Ontario government has revealed projection numbers for the province to be just under 1,600 COVID-19 deaths and 80,000 cases by the end of April, if the current measures in place are upheld.
President and CEO of Public Health Ontario Dr. Peter Donnelly alongside President and CEO of Ontario Health Matthew Anderson and Dean of the Dalla Lana School of Public Health Adalsteinn Brown revealed the projected numbers at Queen’s Park on Friday.
The data also indicated that Ontario would have seen 300,000 cases of COVID-19 and 6,000 deaths by the end of the month if there was no government action or intervention.
“We are following a trajectory somewhat similar to that in the United States, not quite as good currently, as that in British Columbia,” Donnelly said.
“But I would hastened to say that when one tracks cases, it really is rather difficult to know exactly where you stand, you have to watch it extremely carefully, because it is rather dependent upon who you test for the disease.”
“Over the full two-year course of the pandemic, had we done nothing, Ontario may have suffered 100,000 deaths,” Donnelly added.
“Thankfully that is not the position that we are in. Because of the very detailed actions… which have been taken in response to the emerging science, we believe that if we can do all that we can, we can get a much better end result for the province.”

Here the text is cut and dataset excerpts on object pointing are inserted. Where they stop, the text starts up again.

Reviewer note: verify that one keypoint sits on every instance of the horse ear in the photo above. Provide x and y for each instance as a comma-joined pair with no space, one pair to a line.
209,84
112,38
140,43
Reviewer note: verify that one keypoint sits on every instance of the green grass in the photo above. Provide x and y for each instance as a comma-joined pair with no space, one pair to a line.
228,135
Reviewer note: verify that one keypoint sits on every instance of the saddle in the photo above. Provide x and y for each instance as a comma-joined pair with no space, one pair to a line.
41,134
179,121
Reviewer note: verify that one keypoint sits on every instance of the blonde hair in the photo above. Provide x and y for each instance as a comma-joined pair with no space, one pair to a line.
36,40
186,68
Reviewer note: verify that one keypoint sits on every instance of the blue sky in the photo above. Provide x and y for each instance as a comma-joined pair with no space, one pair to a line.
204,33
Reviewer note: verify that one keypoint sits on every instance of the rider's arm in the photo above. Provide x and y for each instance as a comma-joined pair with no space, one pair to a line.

“We must take these warnings seriously,” Premier Doug Ford said. “We must recognize that the numbers also show that everything we’ve done so far, everything we’ve done together since this started is working.”
“Thanks to every person out there listening to the advice of our health professionals, staying at home, keeping their distance and doing what they can to keep this virus contained,” he continued.
“The numbers clearly show that we have collectively saved thousands of lives.”
The Premier went on to stress that we still have “1,600 people out there who need us to do everything we can in the next 30 days to help save them.”
“That’s 50 people a day, or two people dead every hour,” he said.
He went on to announce several more closures of business in the province, including numerous construction sites.
The final tally for deaths by the end of the pandemic, with public measures in place, is projected to be roughly 3,000 to 15,000 for the province with the current modelling system.
Donnelly admitted that the range is wide but said it is entirely possible to be on the higher end.
“When you remember that we have no vaccine, we have no specific treatment, and this is a disease which is entirely new to the population — then suddenly the figure of 15,000 becomes entirely logical and comprehensible,” Donnelly said, adding that it is important now more than ever to practice physical and social distancing among other measures implemented by the government.
Ford said that he had been shown “worldwide models” in the past but had only seen these projections on Thursday.
He said they needed to wait to release projections because they had to give health officials time to put them together once all those who were travelling out of province came back and isolated.
In Toronto, the city’s chief medical officers said it could see 600 to 3000 deaths by the end of the pandemic based on the provincial numbers.
“I know these numbers are stark. Seeing what our future may look like based on this data is truly sobering and even frightening,” said Eileen de Villa. “But these are more than just numbers. They are our friends, our families, our neighbours, members of our community. They are our essential workers, our health care workers and they are the people who work each and every day to help keep us safe.
“Most of all, these deaths are preventable. This is what keeps me up at night. We each have an opportunity and a personal responsibility to prevent this from happening.”
Ontario reported 462 new COVID-19 cases on Friday, bringing the provincial total to 3,255 including 67 deaths and 1,023 resolved cases.
Donnelly said the province has now eliminated the backlog of tests.
“That is important, because that now allows us to use tests in a very focused and strategic way.”